City officials are gearing up for a major battle over legislation that would allow multiple housing units on lots across the city—a hugely consequential change in local development rules that may well end up before voters next year.
Faced with sky-high rents and a state mandate to build more units, Supervisor Rafael Mandelman kicked off the latest effort to stoke housing construction with a proposed zoning change that would allow fourplexes on all lots currently limited to single-family housing. Two fellow supervisors have weighed in with their own proposals to allow fourplexes, but only with extensive affordable housing requirements.
Now, with a green light in the form of unanimous approval from the city’s Planning Commission, Mandleman’s proposal is farthest along and will likely be taken up by the full Board of Supervisors in late January or early February. But if the proposals fail—or if the board approves a measure with too many restrictions—one pro-housing group says it plans to bring the question in front of voters in the form of a ballot measure.

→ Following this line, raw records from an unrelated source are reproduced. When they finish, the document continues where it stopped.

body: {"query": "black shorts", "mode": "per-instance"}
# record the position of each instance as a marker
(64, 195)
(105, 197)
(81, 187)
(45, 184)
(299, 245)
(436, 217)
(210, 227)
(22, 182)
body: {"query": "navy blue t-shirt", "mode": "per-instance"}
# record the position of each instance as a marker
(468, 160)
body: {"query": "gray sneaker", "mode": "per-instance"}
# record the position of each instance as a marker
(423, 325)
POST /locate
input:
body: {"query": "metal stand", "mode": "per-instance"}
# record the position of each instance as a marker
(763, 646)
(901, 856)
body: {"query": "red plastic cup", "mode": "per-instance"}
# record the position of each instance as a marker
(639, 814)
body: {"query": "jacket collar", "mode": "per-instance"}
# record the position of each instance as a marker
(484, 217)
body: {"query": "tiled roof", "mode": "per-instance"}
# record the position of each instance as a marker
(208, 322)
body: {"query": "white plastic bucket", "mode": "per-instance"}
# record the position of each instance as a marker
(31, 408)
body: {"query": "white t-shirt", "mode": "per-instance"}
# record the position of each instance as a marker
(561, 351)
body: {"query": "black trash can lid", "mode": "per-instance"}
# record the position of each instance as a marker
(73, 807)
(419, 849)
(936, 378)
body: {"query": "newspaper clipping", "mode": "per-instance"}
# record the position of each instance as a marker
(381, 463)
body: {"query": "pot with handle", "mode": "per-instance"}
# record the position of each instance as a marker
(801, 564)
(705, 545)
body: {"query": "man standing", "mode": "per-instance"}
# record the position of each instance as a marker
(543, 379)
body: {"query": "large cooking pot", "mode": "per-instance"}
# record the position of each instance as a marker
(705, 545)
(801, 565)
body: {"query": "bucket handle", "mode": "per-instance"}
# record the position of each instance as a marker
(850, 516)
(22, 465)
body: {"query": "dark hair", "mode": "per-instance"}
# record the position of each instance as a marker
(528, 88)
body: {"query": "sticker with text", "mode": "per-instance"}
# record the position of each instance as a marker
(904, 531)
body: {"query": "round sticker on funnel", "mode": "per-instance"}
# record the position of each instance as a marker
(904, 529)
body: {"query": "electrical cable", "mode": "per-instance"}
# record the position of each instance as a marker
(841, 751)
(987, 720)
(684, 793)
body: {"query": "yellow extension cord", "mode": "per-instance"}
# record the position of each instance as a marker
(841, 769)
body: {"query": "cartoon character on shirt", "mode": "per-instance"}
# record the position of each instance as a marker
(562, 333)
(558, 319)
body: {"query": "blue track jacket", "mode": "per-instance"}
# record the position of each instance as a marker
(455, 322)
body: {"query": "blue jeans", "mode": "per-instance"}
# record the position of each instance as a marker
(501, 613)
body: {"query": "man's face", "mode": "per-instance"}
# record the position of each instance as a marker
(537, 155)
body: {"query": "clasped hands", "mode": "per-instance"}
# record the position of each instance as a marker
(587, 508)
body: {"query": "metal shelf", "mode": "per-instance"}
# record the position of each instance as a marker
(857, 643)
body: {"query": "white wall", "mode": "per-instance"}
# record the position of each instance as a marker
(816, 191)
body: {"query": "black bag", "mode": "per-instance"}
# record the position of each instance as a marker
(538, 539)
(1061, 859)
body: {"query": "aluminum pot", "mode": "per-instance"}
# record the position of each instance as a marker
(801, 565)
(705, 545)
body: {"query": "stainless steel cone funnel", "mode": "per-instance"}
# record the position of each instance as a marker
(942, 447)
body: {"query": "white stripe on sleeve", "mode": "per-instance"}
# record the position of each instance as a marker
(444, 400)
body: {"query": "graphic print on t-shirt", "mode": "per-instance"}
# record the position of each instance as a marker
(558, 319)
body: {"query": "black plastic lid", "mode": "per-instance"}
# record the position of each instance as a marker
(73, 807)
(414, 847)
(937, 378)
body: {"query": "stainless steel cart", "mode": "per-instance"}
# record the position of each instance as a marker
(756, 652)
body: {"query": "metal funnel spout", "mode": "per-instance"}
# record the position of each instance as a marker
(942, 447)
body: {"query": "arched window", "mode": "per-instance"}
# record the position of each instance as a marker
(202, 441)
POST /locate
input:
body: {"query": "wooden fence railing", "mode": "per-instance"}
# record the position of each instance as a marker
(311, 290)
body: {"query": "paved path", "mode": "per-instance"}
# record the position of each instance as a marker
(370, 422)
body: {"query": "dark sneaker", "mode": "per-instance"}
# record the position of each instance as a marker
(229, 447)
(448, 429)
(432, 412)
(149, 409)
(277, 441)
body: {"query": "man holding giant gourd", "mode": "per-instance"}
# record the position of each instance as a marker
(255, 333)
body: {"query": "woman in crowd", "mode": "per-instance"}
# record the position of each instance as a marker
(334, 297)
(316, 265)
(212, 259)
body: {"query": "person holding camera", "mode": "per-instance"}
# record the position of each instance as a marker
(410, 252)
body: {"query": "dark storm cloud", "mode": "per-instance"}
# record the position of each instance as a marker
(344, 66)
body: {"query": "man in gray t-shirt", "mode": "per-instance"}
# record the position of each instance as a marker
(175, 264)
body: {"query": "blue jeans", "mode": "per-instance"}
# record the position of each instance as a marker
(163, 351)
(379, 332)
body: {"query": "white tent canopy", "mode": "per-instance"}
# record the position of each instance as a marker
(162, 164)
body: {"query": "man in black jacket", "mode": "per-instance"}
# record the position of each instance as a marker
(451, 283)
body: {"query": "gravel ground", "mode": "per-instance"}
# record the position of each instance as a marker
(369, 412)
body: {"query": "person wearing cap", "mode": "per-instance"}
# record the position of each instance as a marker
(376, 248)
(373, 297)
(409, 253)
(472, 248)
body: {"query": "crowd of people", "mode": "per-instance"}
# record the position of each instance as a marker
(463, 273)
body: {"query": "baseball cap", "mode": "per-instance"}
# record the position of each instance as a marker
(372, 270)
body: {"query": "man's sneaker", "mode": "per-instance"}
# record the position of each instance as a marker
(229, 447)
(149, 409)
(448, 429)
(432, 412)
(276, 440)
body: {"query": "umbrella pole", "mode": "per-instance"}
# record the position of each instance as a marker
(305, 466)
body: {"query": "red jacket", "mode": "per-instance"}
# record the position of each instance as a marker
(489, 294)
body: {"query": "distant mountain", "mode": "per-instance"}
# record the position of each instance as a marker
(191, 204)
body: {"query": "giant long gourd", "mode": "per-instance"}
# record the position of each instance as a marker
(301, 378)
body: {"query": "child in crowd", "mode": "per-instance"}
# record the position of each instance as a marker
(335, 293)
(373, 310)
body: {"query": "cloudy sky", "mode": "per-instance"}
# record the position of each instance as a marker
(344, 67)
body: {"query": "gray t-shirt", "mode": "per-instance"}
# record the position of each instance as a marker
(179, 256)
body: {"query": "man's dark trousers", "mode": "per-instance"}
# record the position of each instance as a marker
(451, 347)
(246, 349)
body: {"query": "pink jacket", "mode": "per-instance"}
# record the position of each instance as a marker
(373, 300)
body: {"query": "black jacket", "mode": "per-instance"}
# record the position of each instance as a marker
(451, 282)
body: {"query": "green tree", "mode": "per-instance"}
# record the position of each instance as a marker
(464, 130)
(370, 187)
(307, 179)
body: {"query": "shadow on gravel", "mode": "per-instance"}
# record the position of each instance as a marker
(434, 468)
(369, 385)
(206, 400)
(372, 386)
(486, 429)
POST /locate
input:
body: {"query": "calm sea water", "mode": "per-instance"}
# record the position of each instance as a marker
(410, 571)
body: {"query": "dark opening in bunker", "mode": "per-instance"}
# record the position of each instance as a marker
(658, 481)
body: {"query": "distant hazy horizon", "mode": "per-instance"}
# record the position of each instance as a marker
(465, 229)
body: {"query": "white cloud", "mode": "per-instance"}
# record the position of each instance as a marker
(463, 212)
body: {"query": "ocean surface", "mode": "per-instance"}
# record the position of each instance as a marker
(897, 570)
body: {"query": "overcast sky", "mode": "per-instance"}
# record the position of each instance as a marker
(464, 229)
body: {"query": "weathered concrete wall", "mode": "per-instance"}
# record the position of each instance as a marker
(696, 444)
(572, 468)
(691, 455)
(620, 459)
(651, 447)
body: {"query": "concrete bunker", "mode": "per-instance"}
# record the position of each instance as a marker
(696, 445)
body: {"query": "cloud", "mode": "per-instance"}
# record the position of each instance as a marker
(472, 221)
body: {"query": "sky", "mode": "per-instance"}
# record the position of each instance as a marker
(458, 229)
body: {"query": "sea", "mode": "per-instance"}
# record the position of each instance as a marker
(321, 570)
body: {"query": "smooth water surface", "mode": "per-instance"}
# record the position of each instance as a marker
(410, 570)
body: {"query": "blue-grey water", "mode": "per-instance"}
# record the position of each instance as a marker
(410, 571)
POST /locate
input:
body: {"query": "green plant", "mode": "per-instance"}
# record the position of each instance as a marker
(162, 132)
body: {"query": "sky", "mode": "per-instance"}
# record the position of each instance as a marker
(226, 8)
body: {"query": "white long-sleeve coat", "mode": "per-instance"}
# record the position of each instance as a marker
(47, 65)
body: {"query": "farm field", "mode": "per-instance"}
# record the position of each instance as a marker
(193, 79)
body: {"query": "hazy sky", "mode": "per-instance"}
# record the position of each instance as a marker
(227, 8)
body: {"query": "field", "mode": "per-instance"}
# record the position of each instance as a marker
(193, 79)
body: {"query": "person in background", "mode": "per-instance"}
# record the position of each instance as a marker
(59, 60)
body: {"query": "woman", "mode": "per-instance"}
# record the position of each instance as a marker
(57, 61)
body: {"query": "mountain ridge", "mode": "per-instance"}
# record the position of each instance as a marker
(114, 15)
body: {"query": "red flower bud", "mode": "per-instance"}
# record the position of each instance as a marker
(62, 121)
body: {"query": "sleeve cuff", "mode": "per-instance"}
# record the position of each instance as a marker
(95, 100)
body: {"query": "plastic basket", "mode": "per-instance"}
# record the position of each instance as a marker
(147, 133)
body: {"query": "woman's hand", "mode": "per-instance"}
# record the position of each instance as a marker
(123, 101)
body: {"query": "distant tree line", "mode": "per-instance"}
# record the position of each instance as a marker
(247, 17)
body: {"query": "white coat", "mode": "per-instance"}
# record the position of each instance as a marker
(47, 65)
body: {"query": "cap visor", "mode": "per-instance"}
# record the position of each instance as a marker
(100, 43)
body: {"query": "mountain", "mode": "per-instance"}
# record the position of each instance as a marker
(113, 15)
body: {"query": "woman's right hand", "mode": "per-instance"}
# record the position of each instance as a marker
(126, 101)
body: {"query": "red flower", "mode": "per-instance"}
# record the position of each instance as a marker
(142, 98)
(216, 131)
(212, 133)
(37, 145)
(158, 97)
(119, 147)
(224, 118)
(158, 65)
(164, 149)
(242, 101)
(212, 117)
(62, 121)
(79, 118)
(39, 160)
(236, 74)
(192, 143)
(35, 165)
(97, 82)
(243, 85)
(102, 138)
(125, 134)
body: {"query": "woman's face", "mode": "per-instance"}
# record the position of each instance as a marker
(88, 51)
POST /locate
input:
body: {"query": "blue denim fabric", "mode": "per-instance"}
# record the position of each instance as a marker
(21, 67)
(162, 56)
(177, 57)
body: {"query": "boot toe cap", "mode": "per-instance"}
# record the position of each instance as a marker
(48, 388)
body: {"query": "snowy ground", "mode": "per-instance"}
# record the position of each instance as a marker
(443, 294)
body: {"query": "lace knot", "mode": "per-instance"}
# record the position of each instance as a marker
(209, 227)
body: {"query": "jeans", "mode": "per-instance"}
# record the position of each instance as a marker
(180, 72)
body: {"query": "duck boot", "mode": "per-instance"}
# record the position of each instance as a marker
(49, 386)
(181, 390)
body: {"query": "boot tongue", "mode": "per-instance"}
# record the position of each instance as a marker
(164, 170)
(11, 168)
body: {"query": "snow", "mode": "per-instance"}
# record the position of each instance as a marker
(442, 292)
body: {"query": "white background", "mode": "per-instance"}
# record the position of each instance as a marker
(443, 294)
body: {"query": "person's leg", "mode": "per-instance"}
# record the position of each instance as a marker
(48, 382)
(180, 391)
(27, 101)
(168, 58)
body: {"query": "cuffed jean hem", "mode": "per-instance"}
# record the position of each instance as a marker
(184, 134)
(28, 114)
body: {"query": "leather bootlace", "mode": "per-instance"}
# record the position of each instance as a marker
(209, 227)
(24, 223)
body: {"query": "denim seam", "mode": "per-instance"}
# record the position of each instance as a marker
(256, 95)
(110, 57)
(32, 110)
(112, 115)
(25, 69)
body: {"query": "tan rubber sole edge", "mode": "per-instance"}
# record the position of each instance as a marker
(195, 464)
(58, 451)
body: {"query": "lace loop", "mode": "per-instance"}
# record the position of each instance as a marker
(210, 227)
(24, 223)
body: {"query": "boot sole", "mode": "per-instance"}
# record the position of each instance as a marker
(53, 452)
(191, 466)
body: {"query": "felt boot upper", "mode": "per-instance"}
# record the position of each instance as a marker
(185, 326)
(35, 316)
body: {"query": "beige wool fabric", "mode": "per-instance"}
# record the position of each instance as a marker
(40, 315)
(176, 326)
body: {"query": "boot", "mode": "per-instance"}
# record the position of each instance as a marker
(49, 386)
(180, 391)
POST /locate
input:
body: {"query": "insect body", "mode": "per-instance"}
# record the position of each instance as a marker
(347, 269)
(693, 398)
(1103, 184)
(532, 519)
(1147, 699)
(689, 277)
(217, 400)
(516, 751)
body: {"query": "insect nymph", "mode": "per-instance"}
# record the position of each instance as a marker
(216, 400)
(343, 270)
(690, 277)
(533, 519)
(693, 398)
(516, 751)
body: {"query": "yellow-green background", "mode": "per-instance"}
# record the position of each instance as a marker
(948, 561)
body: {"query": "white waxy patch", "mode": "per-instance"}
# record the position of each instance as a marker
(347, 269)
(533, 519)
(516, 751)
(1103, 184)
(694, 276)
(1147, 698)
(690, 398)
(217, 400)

Corey Smith, deputy director of the Housing Action Coalition, said the organization is working now to write a ballot measure that would upzone all single-family housing to allow fourplexes and enshrine tenant protections. His group would encourage Mayor London Breed to use her power to put the question on the ballot sometime next year.
“If the Board of Supervisors doesn’t pass an economically feasible [ordinance] … we are going to be aggressive, and we will go to the ballot collecting signatures,” Smith said.
The Housing Action Coalition, a local advocacy group, supports Mandelman’s proposal, which, unlike the other two, does not include provisions guaranteeing that new units would have to be affordable. Mandelman introduced the two ordinances that would enact his proposal earlier this year, and they were passed unanimously by the Planning Commission in mid-November.
A provision in Mandelman’s proposal added by the city’s planning department would also allow up to six units on all residential corner lots. Paving the way for these ordinances are two new state laws, Senate Bills 9 and 10, which will go into effect in January of 2022. SB 10 allows proposals like Mandelman’s—or any that allow up to 10 units per residential lot—to pass without waiting for normal environmental review processes, while SB 9 allows all residential lots to be split, effectively doubling the housing potential on any given lot.
Paired with Mandelman’s ordinances, the laws would open up areas in the city like the Sunset District that were previously closed off to medium- or high-density housing. The ordinances will be reviewed by the board’s land use committee before going in front of the full board.
“It feels like we are approaching the home stretch,” Mandelman said.
But his colleagues on the board have other ideas about how to make housing more accessible for San Franciscans.
Earlier this year, Supervisor Gordon Mar introduced his own proposal, which would allow fourplexes citywide so long as the newly built units provide a minimum of two bedrooms and are 100% affordable. His proposal would also institute rental rate caps and set limits on rent increases. Critics, including Smith, say those requirements will make it uneconomical for anyone to build additional units.
Supervisor Ahsha Safaí, meanwhile, introduced a proposal earlier the month that targets what he calls the “missing middle,” offering developers and owners streamlined project approval if they agree to build additional units on their lots and guarantee that half of them are affordable to anyone making 110% of the city’s median income as a renter, or 140% as an owner.
Mandelman said he will consider integrating rent control into his ordinances, but said it’s too much to ask small building owners to absorb the costs of the below-market-rate unit requirements included in Mar’s and Safaí’s proposals.
Dan Sider, chief of staff at the San Francisco Planning Department, said his staff is just starting to look at Mar’s and Safaí’s proposals and has yet to release any recommendations. But he said the planning department agrees that tacking on affordability restrictions to deeds would deter building, thus undermining the goal of creating more housing.
“If we ask too much on affordability and we get no units, that’s not a gain,” Sider said.
Smith said deed-restricted, below-market-rate unit requirements like those in Mar’s and Safaí’s proposals are a “nonstarter.” He’s also worried about the capacity of the Mayor’s Office of Housing and Community Development to manage an influx of new deed-restricted housing units.
“Every single person we’ve talked to that builds housing says putting deed-restrictions on housing … will be an economic disincentive to build housing,” Smith said.
In an email to the San Francisco Standard, Supervisor Matt Haney voiced his support for Mandelman’s legislation, of which he is a co-sponsor. No other supervisors responded to requests for comment for this story.
In any case, Smith said his group isn’t waiting around. HAC has been collaborating with other pro-housing advocates on a ballot measure with language similar to Mandelman’s proposal should the ordinances fail at the Board of Supervisors, which he calls the most anti-housing board in the city’s history.
“Fourplexes are the next checkpoint in terms of increasing density,” Smith said. “We see this as a starting point.”